If they lost the apostrophe, they could just as well change it to Duncan. (But then they would be victims of a [very] hostile takeover by Macbeth. Maybe not the best idea. Then again, the commercial with three witches making coffee and no donuts could be big.)

John Goodman has been calling the place Dunkin’ on the commercials for, what, a couple years now? If only I had put it together I would have known this was coming!!

If you move the first letter around to the end, you get UNKIND

(Well, actually UNKIN’D)

Getting away from what made you successful has always worked so well for businesses.

Maybe they could take a cue from an annoying insurance company blanketing the airwaves with ads, and do “Dunkin’” spots with the chorus “Dunkin’ Dunkin’ Dunkin’…Dunkin!”.

I would have sworn that they had made this name change within the past year or two, or at least announced that they were going to make the change. I guess the article does say that they “toyed with the idea” for quite some time now, but I really had thought they made an announcement about this earlier (not just inferred from the commercials.)

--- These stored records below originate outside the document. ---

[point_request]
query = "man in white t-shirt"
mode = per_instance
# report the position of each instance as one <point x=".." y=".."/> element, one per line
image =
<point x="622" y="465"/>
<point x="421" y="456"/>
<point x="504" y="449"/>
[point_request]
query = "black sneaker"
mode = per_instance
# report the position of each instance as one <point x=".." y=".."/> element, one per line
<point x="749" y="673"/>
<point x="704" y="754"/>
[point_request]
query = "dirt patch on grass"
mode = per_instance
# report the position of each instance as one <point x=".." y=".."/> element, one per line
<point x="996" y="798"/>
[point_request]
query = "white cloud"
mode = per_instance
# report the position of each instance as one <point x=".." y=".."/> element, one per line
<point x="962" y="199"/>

I hate the apostrophe too, but “Dunking” would be even more irritatin’.
mmm

Dunking Doughnuts.

That’s been going on a long time- I’ve lived in my neighborhood for 30 years and for as long as I can remember, the donuts have been made in one location and delivered to other the locations owned by the same person.

It makes sense to me. They put no effort into their doughnuts, which are barely better than grocery store doughnuts. Krispy Kreme is far better, and even better than that are the other places that make fresh doughnuts all day—like Duck Donuts, Sugar Shack, Astro Doughnuts, etc.

Seems like a move to be considered one of the big coffee chains, competing with the likes of Starbucks. Having ‘Doughnuts’ in their name renders them forever just an unhealthy doughnut shop, but now they’re in the same lucrative class as Starbucks, Peete’ s, etc., without having to do anything except remove a word. They are already marketing their coffee at the grocery store, just like the others.

Shipley Do-Nuts are much better. They are a regional chain.

Dunkin’ implies the use of a doughnut. Although I never liked ruining my coffee that way.

I guess many people just say Dunkin already. It’s too much trouble to say both words.

My love for doughnuts faded many years ago. I buy them a couple times a year. Maybe eat two.
I do like Shipleys croissant breakfast sandwich and buy them every couple weeks.

:eek:

Now that’s just crazy talk.

Tim Hortons’, while similar, is much better.
(For those of you who do not live on the northern tier, Timmys’ is a Canadian chain similar to (although in my humble opinion much better than) Dunkin’ Donuts. However, it occupies a place in Canadian culture more like Micky D’s here in the States.)

They should just change the name to what we all call them anyway: Double D’s.

From a branding perspective, this is perfectly fine with me. No one really called them Dunkin’ Doughnuts anyway and it’s been said already how it’s easier to put on the internet. This will go over just fine and in 5 years we will barely remember their full name.

Chalk up another thing I learned on the dope today. So obvious, yet I’d never heard it before.

They used to be a great doughnut shop that also sold coffee. For decades now, they’ve been a good coffee shop that also sells subpar doughnuts at inflated prices. I’m not sure when it changed but I think sometime in the 1990s. As of the late 1980s they still had a huge selection of big, tasty, incredibly fresh doughnuts to choose from. By about 2000, they had a paltry selection of small, insipid, often stale doughnuts. I still buy their coffee sometimes but I haven’t bought doughnuts there for years. You can get bigger, tastier, fresher doughnuts for less money at almost any supermarket that has an in-store bakery.